The statistics of assembly results are shown in Table 1. The taxonomic profile for the training data set used in MetaVelvet-SL was inferred by MetaPhlAn. For all assembly data sets, MetaVelvet-SL generated higher Nm50 and longer maximum length of scaffolds than MetaVelvet, IDBA-UD, Ray Meta, Omega and SOAPdenovo2. The total length of scaffolds is similar among the assemblers.
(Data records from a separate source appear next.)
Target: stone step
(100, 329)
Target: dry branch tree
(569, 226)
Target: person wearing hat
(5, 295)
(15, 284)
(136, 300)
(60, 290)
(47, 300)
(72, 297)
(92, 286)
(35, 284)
The results showed that MetaVelvet-SL generated longer accurate scaffolds.

Table 1.

Statistics of assembly results for simulated data sets

MetaVelvet-SL (+MetaPhlAn) MetaVelvet IDBA-UD SOAPdenovo2 Ray Meta Omega
Order
 Nm50 (bp) 695,261 222,972 243,336 10,529 154,899 29,668
 Maximum length (bp) 3,546,677 1,312,990 1,700,200 141,628 927,783 405,783
 Total scaffold length (bp) 69,383,955 70,711,008 70,743,471 72,886,145 72,067,809 71,331,763
 Number of scaffolds 4,755 2,889 1,395 37,391 1,184 17,075
 Required CPU time (s) 26,735 12,606 283,378 29,980 401,873 59,275
Family
 Nm50 (bp) 375,942 227,243 251,915 6,751 167,523 42,500
 Maximum length (bp) 1,875,576 1,570,565 1,247,435 167,532 1,181,121 521,402
 Total scaffold length (bp) 83,890,270 76,369,071 81,721,590 86,524,823 84,549,043 84,756,027
 Number of scaffolds 8,809 5,456 1,884 58,952 1,655 18,704
 Required CPU time (s) 35,685 14,855 379,757 17,155 544,821 27,233
Genus
 Nm50 (bp) 226,033 100,132 121,196 4,642 91,637 16,533
 Maximum length (bp) 2,259,591 2,099,603 1,246,124 85,991 1,212,747 212,138
 Total scaffold length (bp) 83,281,358 84,636,187 79,218,358 81,965,701 83,171,453 73,537,116
 Number of scaffolds 10,555 14,802 10,362 97,463 6,822 24,244
 Required CPU time (s) 188,170 19,514 306,073 35,648 1,259,371 97,573
Species
 Nm50 (bp) 174,495 91,159 74,670 4,469 80,592 13,053
 Maximum length (bp) 3,808,921 1,878,401 2,107,202 103,314 702,714 193,065
 Total scaffold length (bp) 81,524,460 82,381,332 65,980,631 85,892,445 74,075,828 67,422,938
 Number of scaffolds 22,440 29,472 18,864 132,284 17,077 24,096
 Required CPU time (s) 195,454 17,610 353,353 20,082 352,521 208,417

All computations were executed using Intel(R) Xeon(R) E5540 processors (2.53 GHz), with 96-GB physical memory, except for a few cases. Top performances are shown in bold.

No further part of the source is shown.